Strawberry Sand Recipe + How to Do Baby Sensory
This strawberry sand recipe is so soft! My girls were obsessed with playing with it, and even my baby played with it for over an hour! We decided to add the sand to our light table from Art & Play with some heart cookie cutters (found here) for an added Valentines activity. They loved how the light shined through around the heart shapes!
Strawberry Sand Recipe
2 cups Strawberry Nesquick powder (found at most grocery stores and online)
2 cups flour
3/4 cup oil
Whisk all of the ingredients together. Store in an airtight container at room temperature.
How to Do Baby Sensory
My baby turned one last week. We are exploring taste safe sensory with her, and she is loving it! Here are some tips and tricks of how to do baby sensory.
Make it taste safe. This isn’t necessarily so that we encourage her to eat it, rather it is to make sure that if she does try it (which if your child is in the mouthing stage, they most likely will) then it’s safe. It is also to practice the “not in your mouth” with activities and small things in a safe space.
“Not in your mouth”. As your baby starts to put the sensory into her mouth be consistent in saying, “not in your mouth” and move her hand away from her mouth. We did our Sort the Sweets activity with my baby last week and had to reiterate this over and over during that activity. This is actually a great space to practice what we do and don’t put into our mouths. This sensory activity she didn’t attempt to put the strawberry sand in her mouth once.
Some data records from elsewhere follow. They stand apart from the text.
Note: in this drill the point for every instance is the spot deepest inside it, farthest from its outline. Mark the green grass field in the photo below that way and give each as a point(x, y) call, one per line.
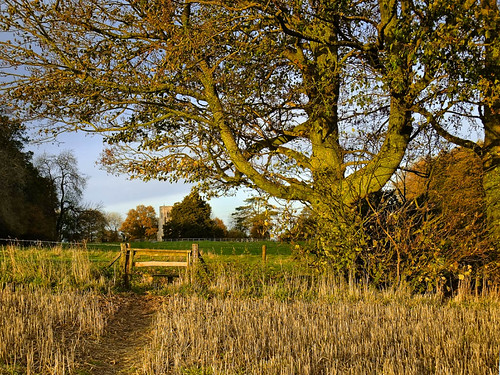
point(64, 311)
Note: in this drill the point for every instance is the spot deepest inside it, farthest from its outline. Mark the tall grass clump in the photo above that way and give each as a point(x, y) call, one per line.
point(373, 333)
point(42, 332)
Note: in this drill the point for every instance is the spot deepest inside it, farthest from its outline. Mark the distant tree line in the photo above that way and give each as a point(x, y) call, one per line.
point(42, 199)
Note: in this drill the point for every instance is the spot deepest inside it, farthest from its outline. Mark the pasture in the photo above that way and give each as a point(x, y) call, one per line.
point(64, 311)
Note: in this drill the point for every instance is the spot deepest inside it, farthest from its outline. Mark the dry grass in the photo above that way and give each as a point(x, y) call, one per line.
point(54, 268)
point(41, 332)
point(324, 327)
point(45, 317)
point(241, 319)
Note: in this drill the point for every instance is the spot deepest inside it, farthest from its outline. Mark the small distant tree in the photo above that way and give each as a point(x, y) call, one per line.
point(141, 223)
point(113, 223)
point(190, 219)
point(27, 199)
point(219, 228)
point(62, 171)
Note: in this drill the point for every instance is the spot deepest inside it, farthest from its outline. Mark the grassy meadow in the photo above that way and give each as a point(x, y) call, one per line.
point(235, 315)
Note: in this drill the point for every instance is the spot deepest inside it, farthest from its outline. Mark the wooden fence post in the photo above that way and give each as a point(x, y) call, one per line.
point(195, 253)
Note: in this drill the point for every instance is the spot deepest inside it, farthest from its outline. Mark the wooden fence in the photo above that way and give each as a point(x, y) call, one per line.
point(130, 258)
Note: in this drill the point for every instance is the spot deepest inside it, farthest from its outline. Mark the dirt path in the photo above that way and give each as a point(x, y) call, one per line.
point(119, 351)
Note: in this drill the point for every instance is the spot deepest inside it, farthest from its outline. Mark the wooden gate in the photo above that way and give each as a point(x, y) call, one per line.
point(130, 258)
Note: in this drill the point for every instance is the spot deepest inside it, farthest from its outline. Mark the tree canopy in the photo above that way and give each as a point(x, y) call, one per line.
point(28, 200)
point(141, 223)
point(191, 219)
point(315, 101)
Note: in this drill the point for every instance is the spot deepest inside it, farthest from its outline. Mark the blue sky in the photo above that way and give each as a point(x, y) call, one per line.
point(118, 193)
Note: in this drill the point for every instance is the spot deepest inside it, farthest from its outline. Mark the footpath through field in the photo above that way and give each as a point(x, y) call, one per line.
point(119, 350)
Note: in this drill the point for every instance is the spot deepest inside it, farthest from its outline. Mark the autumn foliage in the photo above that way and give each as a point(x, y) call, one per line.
point(141, 223)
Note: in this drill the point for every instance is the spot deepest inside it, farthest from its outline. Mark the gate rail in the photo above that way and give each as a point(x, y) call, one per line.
point(128, 259)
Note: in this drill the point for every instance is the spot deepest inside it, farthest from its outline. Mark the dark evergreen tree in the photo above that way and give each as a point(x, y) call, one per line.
point(28, 200)
point(190, 219)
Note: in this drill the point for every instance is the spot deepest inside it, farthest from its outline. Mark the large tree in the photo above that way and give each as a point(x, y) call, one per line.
point(27, 200)
point(62, 171)
point(305, 100)
point(191, 219)
point(462, 46)
point(141, 223)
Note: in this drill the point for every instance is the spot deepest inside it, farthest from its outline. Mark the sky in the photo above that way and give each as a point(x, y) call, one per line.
point(118, 193)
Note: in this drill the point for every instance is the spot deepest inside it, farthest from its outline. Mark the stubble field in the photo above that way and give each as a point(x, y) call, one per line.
point(62, 311)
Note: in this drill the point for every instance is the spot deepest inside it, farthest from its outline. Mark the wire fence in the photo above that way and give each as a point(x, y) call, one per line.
point(84, 244)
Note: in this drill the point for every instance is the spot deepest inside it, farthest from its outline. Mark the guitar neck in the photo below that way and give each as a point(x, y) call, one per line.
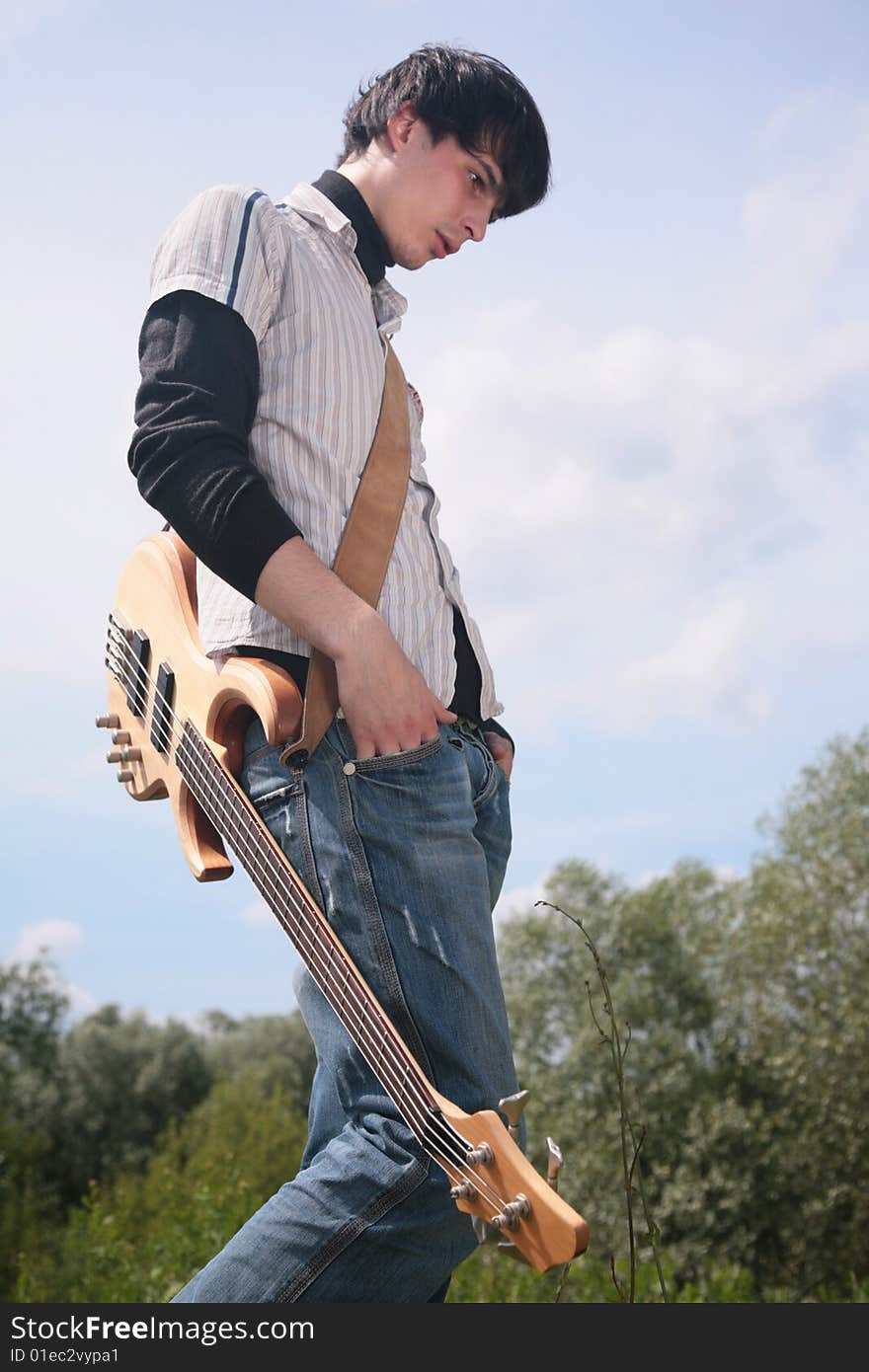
point(232, 813)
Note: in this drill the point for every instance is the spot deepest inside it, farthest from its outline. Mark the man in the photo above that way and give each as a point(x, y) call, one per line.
point(263, 359)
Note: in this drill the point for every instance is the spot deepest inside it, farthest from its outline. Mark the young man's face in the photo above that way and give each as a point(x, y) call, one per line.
point(436, 195)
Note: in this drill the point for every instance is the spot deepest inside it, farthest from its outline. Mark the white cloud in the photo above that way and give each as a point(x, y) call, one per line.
point(24, 18)
point(58, 936)
point(516, 901)
point(677, 521)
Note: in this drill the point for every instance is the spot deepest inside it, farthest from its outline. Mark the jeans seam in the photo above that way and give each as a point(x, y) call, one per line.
point(376, 926)
point(303, 830)
point(352, 1230)
point(412, 755)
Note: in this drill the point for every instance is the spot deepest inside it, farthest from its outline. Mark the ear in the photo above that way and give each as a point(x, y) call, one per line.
point(401, 123)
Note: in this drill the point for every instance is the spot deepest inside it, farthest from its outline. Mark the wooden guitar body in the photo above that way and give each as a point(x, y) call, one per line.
point(178, 722)
point(218, 700)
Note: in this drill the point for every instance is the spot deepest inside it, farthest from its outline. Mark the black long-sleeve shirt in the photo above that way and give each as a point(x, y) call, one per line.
point(190, 454)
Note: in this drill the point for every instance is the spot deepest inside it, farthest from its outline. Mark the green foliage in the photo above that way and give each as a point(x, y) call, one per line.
point(31, 1016)
point(746, 1075)
point(141, 1237)
point(277, 1047)
point(88, 1105)
point(119, 1083)
point(747, 1063)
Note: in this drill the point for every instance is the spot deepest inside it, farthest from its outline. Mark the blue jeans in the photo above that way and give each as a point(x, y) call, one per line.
point(405, 855)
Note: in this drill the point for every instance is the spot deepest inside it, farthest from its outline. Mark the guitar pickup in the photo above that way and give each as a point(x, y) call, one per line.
point(164, 701)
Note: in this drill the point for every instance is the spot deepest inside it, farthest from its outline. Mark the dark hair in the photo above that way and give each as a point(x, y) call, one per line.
point(471, 96)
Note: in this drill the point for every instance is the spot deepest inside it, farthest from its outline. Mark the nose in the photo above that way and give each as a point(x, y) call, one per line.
point(475, 224)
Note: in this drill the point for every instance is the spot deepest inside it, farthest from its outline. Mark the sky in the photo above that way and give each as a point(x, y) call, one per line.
point(646, 418)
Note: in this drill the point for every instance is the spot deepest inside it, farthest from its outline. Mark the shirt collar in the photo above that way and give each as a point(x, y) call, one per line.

Although, I’m sure she will continue to “try” it with other sensory activities in the future, it’s surprising how quickly they pick up on “Not in your mouth!”
Put it out, never force. When we are preparing a sensory activity for our child we want to set it out for them to explore, but never force them to touch it. Let them go at their pace. I love watching my baby slowly get into a sensory activity. She is always cautious at first. In this activity in particular, she started placing the cookie cutters into the light table, and back to the side compartment. She accidentally got the strawberry sand on her and pulled a sort of “yuck” face. I like to touch the sand so she can watch me and see that it’s safe. She then moved onto patting the sand and started giggling. Eventually she moved it around with her hands. She then literally got in the sand and was loving every bit of it!
Mix it up. I like to leave out a sensory activity for a day or two so that they can continue to come back and explore as they get more comfortable. After a few days, I’ll put it away. The next time I do a sensory activity I’ll mix it up with a different activity with new textures for her to explore. Then I might go back to familiar sensory activities, this could be something as simple as water in the water table. This allows her to continue to explore new sensory, while feeling there is still some familiarity.